The charter opened in 2005 under district authority after the state had to step in when Jajdelski claimed that district imposed conditions were illegal. The state agreed and ordered the district to renegotiate. After a few years under district management, more problems prompted the school to switch to operate under the Charter School Institute’s authorization. The district and the school again were at odds when the school expanded and Jajdelski said publicly he wanted to enroll about half of Adams 14’s students to pull them from failing conditions.

The charter serves approximately 700 students in preschool through 12th grade.

The Community Leadership Academy school often outperforms Adams 14 and the state in test scores.

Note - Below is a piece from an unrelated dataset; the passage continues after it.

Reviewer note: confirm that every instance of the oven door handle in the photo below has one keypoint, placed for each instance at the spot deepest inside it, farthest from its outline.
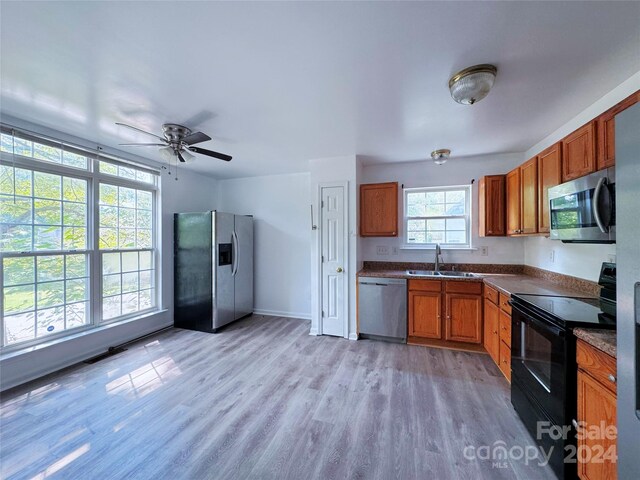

In 2019, for instance, 48.1% of school’s third graders met or exceeded expectations for reading, compared with 41.3% of third graders who did across the state. 

Jajdelski said he did not want to rehash old arguments, but Adams 14 board members nonetheless raised concerns about past issues between the district and the school. Those included comments and signs the school has posted that negatively depict the district in an attempt to enroll students. 

The board also raised concerns about past issues that have been raised by parents about their children being punished for speaking Spanish, and being pushed out of the school. Jajdelski denied that any student had ever been punished for speaking Spanish, but said the school had a new legal team that has changed policies in recent years. 

Board members said they were concerned about the charter school’s English-only immersion model, but suggested that in the future, if the school could repair its relationship with the district, the board might be more open to reauthorizing the school.

Community feedback that Adams 14 gathered included several similar complaints about Community Leadership Academy’s practices. More than half of the 75 comments, and 47.5% of survey responses opposed the district accepting Community Leadership Academy’s application. 

In the same survey, 53.8% of respondents favored accepting the University Prep charter school application, as did 34 of the 58 comments submitted.

The district accountability committee which reviewed both applications and submitted recommendations, however, had suggested the opposite actions that the board ultimately took: to approve the Community Leadership Academy school with conditions, and instead reject University Prep.